The edible corpse prop was nicknamed Luau Jackie, or Jackfruit Jackie, after her main ingredient and the Hawaiian barbecue tradition she called to mind. "We called her Luau Jackie because we wanted that texture of a fresh-out-of-the-fire-spit pig," Masters shared. Fans have long-since wondered how the show would present the cannibalism that's been promised since its early days, and the team wanted to make Jackie look more scrumptious than off-putting.
"We didn't want [the corpse] to look like the aftermath of a burn victim, to look overly human, because that's gross," Masters explained. "We wanted this to look succulent, juicy, and appealing."
Jackfruit Jackie was entirely vegetarian
The edible Jackie was achieved with a silicone framework that included pockets from which actors could pull a mix of jackfruit and air-fried rice paper — a vegetarian-friendly alternative to real meat that still kept the human flesh look.
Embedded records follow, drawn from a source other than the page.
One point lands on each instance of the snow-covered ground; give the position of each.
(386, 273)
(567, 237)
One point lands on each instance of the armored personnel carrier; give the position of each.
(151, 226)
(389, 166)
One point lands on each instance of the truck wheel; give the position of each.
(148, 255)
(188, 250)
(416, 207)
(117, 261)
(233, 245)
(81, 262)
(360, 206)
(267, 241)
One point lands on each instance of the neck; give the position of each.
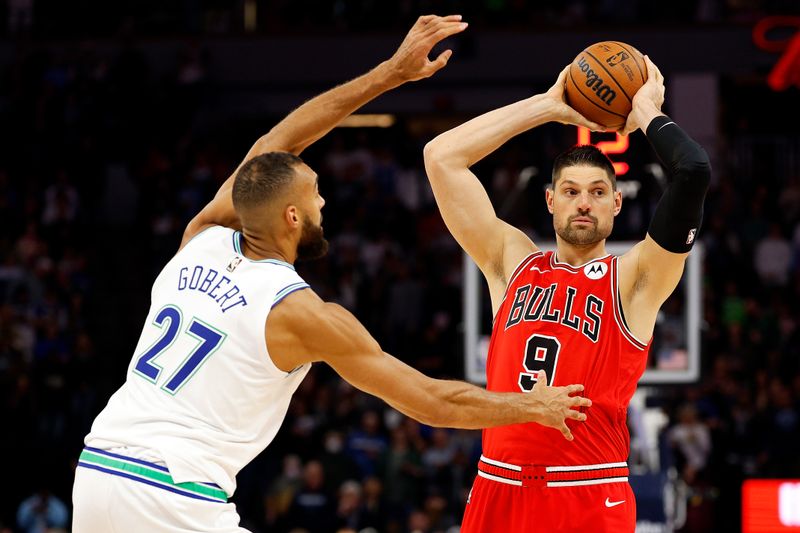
(257, 247)
(578, 254)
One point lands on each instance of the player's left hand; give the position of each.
(410, 62)
(561, 111)
(558, 404)
(647, 101)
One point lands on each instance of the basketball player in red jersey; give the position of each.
(579, 313)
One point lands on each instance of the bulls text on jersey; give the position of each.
(533, 304)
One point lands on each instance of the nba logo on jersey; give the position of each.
(595, 270)
(234, 263)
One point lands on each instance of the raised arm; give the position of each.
(318, 116)
(303, 328)
(652, 269)
(494, 245)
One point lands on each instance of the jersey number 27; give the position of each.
(209, 341)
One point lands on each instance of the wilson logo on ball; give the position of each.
(596, 83)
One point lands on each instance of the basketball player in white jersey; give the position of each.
(232, 330)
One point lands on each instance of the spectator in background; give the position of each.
(773, 258)
(312, 508)
(691, 438)
(366, 444)
(349, 509)
(42, 513)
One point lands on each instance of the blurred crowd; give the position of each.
(103, 166)
(94, 18)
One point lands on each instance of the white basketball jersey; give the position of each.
(202, 393)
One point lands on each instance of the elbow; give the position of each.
(696, 167)
(440, 156)
(432, 152)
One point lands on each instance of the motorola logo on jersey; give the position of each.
(595, 270)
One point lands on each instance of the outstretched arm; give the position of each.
(318, 116)
(652, 269)
(495, 246)
(303, 328)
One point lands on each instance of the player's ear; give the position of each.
(292, 216)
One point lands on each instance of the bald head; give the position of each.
(263, 179)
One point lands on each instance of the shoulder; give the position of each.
(320, 329)
(194, 233)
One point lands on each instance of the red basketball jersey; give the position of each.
(568, 321)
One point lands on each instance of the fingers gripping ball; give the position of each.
(602, 81)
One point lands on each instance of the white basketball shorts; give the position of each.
(114, 493)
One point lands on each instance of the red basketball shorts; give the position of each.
(509, 499)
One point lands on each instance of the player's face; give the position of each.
(583, 204)
(312, 244)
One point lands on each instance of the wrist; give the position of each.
(387, 77)
(644, 114)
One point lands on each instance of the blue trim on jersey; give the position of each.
(237, 247)
(126, 458)
(146, 482)
(286, 291)
(141, 462)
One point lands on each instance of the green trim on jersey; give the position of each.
(152, 474)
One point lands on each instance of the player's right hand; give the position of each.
(647, 101)
(555, 405)
(410, 62)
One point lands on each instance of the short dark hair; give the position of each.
(262, 178)
(584, 155)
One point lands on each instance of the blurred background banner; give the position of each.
(119, 120)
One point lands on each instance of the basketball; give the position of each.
(602, 81)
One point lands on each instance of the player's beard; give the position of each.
(583, 236)
(313, 244)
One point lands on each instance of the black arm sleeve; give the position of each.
(680, 211)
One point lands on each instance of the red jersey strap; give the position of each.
(521, 268)
(552, 476)
(619, 316)
(556, 264)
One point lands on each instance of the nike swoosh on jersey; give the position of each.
(609, 503)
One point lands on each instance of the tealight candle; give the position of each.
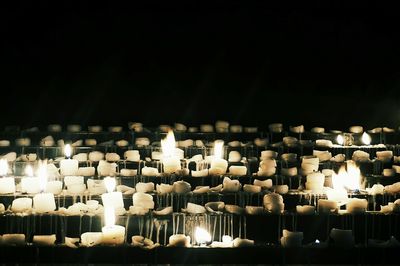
(112, 234)
(68, 166)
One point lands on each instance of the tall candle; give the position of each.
(218, 164)
(170, 160)
(112, 198)
(7, 184)
(112, 234)
(68, 166)
(30, 184)
(43, 202)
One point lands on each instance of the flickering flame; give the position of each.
(42, 175)
(218, 149)
(226, 239)
(168, 145)
(3, 167)
(202, 236)
(68, 151)
(28, 170)
(345, 180)
(340, 139)
(366, 139)
(109, 216)
(110, 183)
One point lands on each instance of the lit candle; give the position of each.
(340, 139)
(7, 184)
(218, 165)
(43, 202)
(30, 184)
(112, 199)
(170, 160)
(112, 234)
(202, 236)
(68, 166)
(366, 139)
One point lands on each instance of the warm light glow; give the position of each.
(28, 170)
(168, 145)
(344, 181)
(366, 139)
(68, 151)
(226, 239)
(3, 167)
(109, 216)
(340, 139)
(202, 236)
(110, 183)
(42, 175)
(218, 149)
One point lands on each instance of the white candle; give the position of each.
(112, 199)
(21, 205)
(43, 202)
(7, 184)
(170, 160)
(112, 234)
(218, 165)
(68, 166)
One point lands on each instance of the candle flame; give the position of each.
(345, 180)
(340, 139)
(366, 139)
(218, 149)
(28, 170)
(42, 175)
(109, 216)
(3, 167)
(110, 183)
(202, 236)
(168, 145)
(68, 151)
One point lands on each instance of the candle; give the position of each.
(366, 139)
(202, 236)
(44, 240)
(218, 165)
(112, 234)
(170, 160)
(43, 202)
(179, 240)
(21, 205)
(327, 206)
(7, 184)
(68, 166)
(112, 198)
(291, 239)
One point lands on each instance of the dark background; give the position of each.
(247, 63)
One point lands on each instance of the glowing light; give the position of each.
(3, 167)
(340, 139)
(109, 216)
(28, 170)
(42, 175)
(218, 149)
(226, 239)
(168, 145)
(202, 236)
(110, 183)
(67, 151)
(366, 139)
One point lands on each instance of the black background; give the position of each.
(253, 64)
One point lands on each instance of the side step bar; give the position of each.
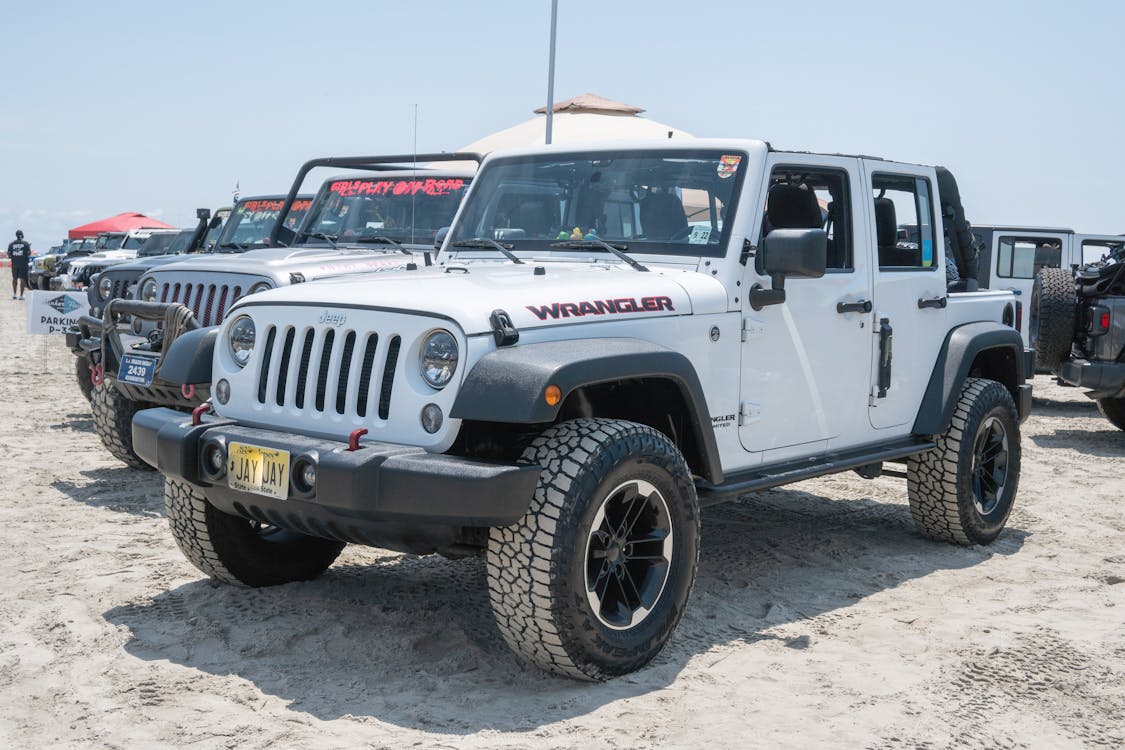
(783, 473)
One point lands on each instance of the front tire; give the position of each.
(113, 421)
(962, 490)
(82, 373)
(593, 580)
(1113, 409)
(239, 551)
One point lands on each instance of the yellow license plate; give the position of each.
(259, 470)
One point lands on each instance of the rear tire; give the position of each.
(83, 376)
(1052, 316)
(113, 421)
(962, 490)
(1113, 409)
(239, 551)
(593, 580)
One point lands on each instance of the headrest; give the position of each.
(887, 226)
(792, 207)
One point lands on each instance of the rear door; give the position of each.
(910, 291)
(1017, 256)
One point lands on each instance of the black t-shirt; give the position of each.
(19, 252)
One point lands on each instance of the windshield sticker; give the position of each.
(700, 235)
(728, 165)
(601, 307)
(429, 187)
(255, 206)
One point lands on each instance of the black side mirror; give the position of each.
(801, 253)
(439, 237)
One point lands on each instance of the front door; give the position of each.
(806, 362)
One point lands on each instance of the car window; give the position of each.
(1022, 258)
(903, 222)
(802, 197)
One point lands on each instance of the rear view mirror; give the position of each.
(801, 253)
(439, 237)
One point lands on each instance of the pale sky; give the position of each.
(162, 107)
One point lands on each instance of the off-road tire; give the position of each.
(945, 502)
(239, 551)
(1113, 409)
(113, 421)
(82, 375)
(1052, 315)
(538, 567)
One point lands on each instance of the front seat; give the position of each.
(662, 216)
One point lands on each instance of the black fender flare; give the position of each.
(961, 346)
(188, 361)
(507, 385)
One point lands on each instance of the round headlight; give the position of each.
(241, 337)
(439, 358)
As Sandness says, that's how Jackfruit Jackie got her name. "We needed to make something simple and without too much flavor," she told IndieWire. "And we discovered jackfruit was one of the easiest things that looked like meat."
The end result, achieved in part by a lead artist from Hawaii who was very familiar with luaus, was a product that Sandness says "looked just like pulled pork" when ripped apart. According to co-showrunner Jonathan Lisco, elaborating in an interview with Vulture, the "Jackie-fruit" recipe consisted of "jackfruit, paprika, maple syrup, some smoke flavors, salt, and pepper."
Productions have come a long way from the early practical effects days, when, as Masters pointed out, films like "Dawn of the Dead" would use real animal meat and organs that were messy and difficult to work with for any length of time (not to mention, I imagine, potentially unsanitary). They may have gone vegetarian, but the "Yellowjackets" team made Jackfruit Jackie and her dummy counterparts in the tradition of great horror movies, using creative, complex practical effects to create an all-too-realistic gross-out moment. Now I just want to know if they also piped in a real barbecue smell to get the cast in the right mindset.
"Yellowjackets" episodes premiere in the Showtime app on Fridays and on Showtime on Sundays at 9/8c.